Michael Brown has been buried in St. Louis. In Monday’s funeral service, attended by Al Sharpton and Spike Lee, Brown’s family members memorialized the teenager. The eighteen-year-old unarmed black teenager was shot and killed by police officer Darren Wilson in Ferguson, a suburb of St. Louis, on August 9, sparking outrage and protests across the nation. Yesterday, the New York Times public editor apologized for reporter John Eligon’s having called Brown “no angel” in a recent story: “That choice of words was a regrettable mistake. In saying that the 18-year-old Michael Brown was ‘no angel’…The Times seems to suggest that this was, altogether, a bad kid.”
The Columbia Journalism Review describes the media controversy over whether to publish graphic images from the video of journalist James Foley’s execution. “There is no journalistic value to my mind of showing what a beheading looks like,” said Dean Baquet, executive editor of the Times. On Twitter, Vox’s Max Fisher criticizes Reuters for overstepping.
Laura Ingalls Wilder (the author of the Little House series) has a memoir coming out this November with the South Dakota Historical Society Press. The autobiography, originally written in 1930, reportedly contains stories of pioneer life that “would not be appropriate” for children. “Wilder’s fiction, her autobiography, and her real childhood as she lived it are three distinct things, but they are all closely intertwined, and readers will enjoy seeing how they reflect one another,” said Nancy Koupal, the press’s director.
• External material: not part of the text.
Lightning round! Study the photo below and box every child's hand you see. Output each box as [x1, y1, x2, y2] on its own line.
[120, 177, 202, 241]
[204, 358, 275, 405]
A forthcoming book by English professor Sue Vice argues that fake memoirs shouldn’t be so quickly dismissed; they may have “value in literary or psychological terms that exceeds their truth value.”
The third volume of Elena Ferrante’s Neapolitan series, Those Who Leave and Those Who Stay, appears next week. At T Magazine, three writers speculate on the real identity of Ferrante, who has never been photographed or made a public appearance. She did, however, recently give an interview to Megan O’Grady at Vogue, to whom she explained her work as “a battle to avoid lying”: “If it seems to me not that I’ve won but that I’ve fought with all my strength, I decide to publish.” The Guardian calls Ferrante “a master of the unsayable.” And last year, James Wood noted that her public restraint seems “wisely self-protective”: ”Her novels are intensely, violently personal, and because of this they seem to dangle bristling key chains of confession before the unsuspecting reader.”
The 6.0 earthquake that rattled northern California wine country this weekend also sent hundreds of books to the floor of the Napa Public Library. All Napa County libraries were closed on Monday for cleaning. In Lakeland, Florida, a bookless library avoids similar messes. Florida Polytechnic University budgeted $60,000 to give students access to over 135,000 ebook titles.